Merge pull request #18 from JuliaDiffEq/fixoptions

ChrisRackauckas · web-flow · commit a7d2f2e97874 · 2019-08-17T12:08:02.000-04:00
fix options to diffeq style
diff --git a/README.md b/README.md
@@ -6,6 +6,176 @@
 [![Coverage Status](https://coveralls.io/repos/JuliaDiffEq/NeuralNetDiffEq.jl/badge.svg?branch=master&service=github)](https://coveralls.io/github/JuliaDiffEq/NeuralNetDiffEq.jl?branch=master)
 [![codecov.io](http://codecov.io/github/JuliaDiffEq/NeuralNetDiffEq.jl/coverage.svg?branch=master)](http://codecov.io/github/JuliaDiffEq/NeuralNetDiffEq.jl?branch=master)
 
-The repository is for the development of neural network solvers of differential equations. It is based on the work of:
+The repository is for the development of neural network solvers of differential equations.

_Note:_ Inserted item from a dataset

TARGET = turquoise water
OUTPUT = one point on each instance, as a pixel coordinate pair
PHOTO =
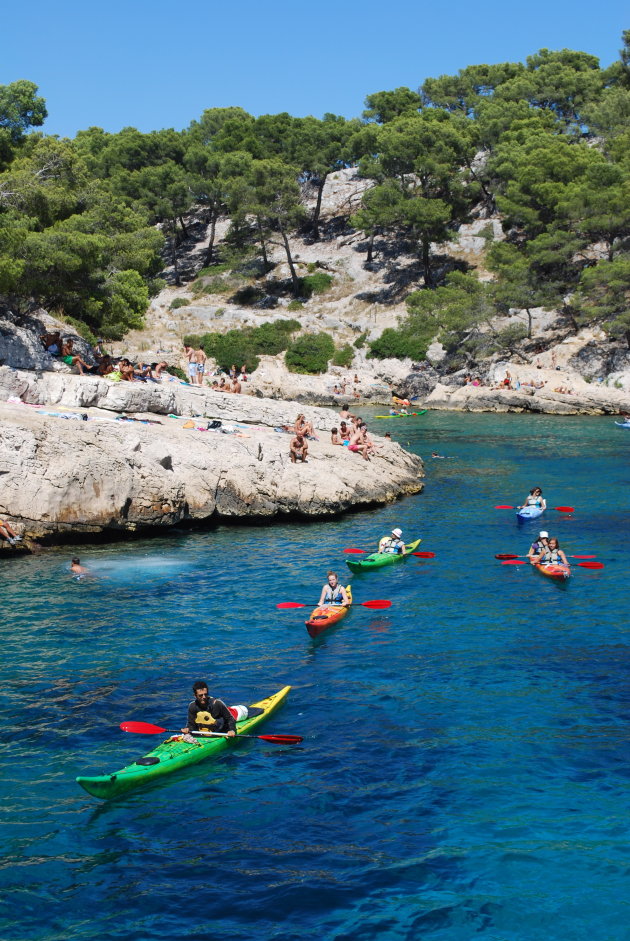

+It utilizes techniques like neural stochastic differential equations to make it
+practical to solve high dimensional PDEs of the form:
+
+![](https://user-images.githubusercontent.com/1814174/63212617-48980480-c0d5-11e9-9fec-0776117464c7.PNG)
+
+Additionally it utilizes neural networks as universal function approximators to
+solve ODEs. These are techniques of a field becoming known as Scientific Machine
+Learning (Scientific ML), encapsulated in a maintained repository.
+
+# Examples
+
+## Solving the 100 dimensional Black-Scholes-Barenblatt Equation
+
+In this example we will solve a Black-Scholes-Barenblatt equation of 100 dimensions.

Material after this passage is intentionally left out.